Between 2016 and 2019, Amazon bought 25 shopping malls and turned them into fulfillment centers.15 Even as recently as 2021, they’ve acquired more malls. Buying these spaces allowed them to better meet 1-day, and even 1-hour, delivery. However, they didn’t create a hybrid space in Amazon’s scenario. On the other hand, Walmart, Walgreens and Target have turned some of their store space into mini fulfillment centers. The thought for these hybrid malls is to meld the two ideas together. Only time will tell if malls are destined to become the fulfillment centers of the future.

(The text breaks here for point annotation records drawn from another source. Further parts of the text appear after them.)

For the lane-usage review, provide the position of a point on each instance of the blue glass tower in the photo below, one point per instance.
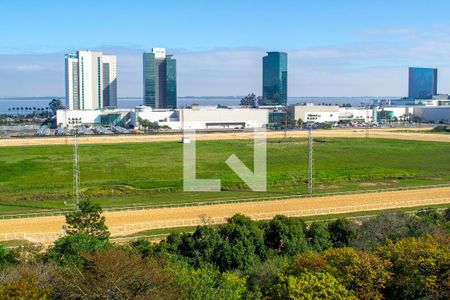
(422, 83)
(275, 78)
(159, 79)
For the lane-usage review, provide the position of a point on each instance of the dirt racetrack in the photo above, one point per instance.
(47, 229)
(342, 133)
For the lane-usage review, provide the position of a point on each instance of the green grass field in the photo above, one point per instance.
(40, 177)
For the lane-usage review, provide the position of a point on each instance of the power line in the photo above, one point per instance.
(310, 162)
(76, 160)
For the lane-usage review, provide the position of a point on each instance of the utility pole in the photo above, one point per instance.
(285, 122)
(310, 161)
(367, 122)
(75, 122)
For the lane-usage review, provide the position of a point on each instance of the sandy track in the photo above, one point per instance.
(347, 133)
(46, 229)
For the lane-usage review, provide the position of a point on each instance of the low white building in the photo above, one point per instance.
(197, 117)
(435, 114)
(103, 117)
(355, 114)
(314, 113)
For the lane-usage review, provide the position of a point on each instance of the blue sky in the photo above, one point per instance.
(336, 48)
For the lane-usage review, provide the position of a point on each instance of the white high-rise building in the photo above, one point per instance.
(91, 80)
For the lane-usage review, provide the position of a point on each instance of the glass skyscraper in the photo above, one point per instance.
(422, 83)
(160, 79)
(275, 78)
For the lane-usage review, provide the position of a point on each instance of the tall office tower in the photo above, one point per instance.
(422, 83)
(160, 79)
(91, 80)
(275, 78)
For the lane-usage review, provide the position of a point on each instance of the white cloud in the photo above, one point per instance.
(360, 69)
(29, 68)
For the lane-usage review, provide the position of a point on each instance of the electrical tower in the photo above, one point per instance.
(367, 122)
(76, 160)
(310, 162)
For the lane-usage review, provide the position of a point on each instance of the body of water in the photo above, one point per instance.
(7, 104)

Smart shopping carts and replenishment robots: NFR 2024 featured cutting-edge retail tech

Futuristic technology was a prominent feature at this year’s National Retail Federation’s Big Show. Robots, carts and anti-theft innovations took center stage. The common theme for each product: To automate, simplify and overcome common retail challenges. Here is a list of four favorites:

The EASY Shopper

With the EASY Shopper16 – a smart cart – groceries go directly from bag to car, minus the checkout. Think of it as an all-in-one tool. Customers download an app or have a customer loyalty card, use it to scan your EASY Shopper and then shop. The shopper scans each item as they put it in the cart. Once they’re done finding what they need, they complete the purchase at the easy register, which lets them check out without the need to remove and bag each item.

Vici robots

Vici robots17 wants to take over dull, repetitive tasks. This retail automation takes over tasks like stocking shelves, facing and fulfilling online orders. No more midnight inventory replenishment – let the robot take the night shift and come back to stocked shelves.


Apprtronik is another robot – this one is designed to support fulfillment. With online orders on the rise and fluctuating fulfillment needs, Apollo18 (the humanoid robot) is ready to step in and save the day.


In 2023, retail crime surged in some cities, creating massive losses for brands19. At NRF 2024, Auror20 unveiled retail crime intelligence. Auror’s solution does things like reporting incidents. It can even alert you when a recurring offender has entered your parking lot. Auror aims to help brands understand who and what is driving loss and strategize how to prevent it.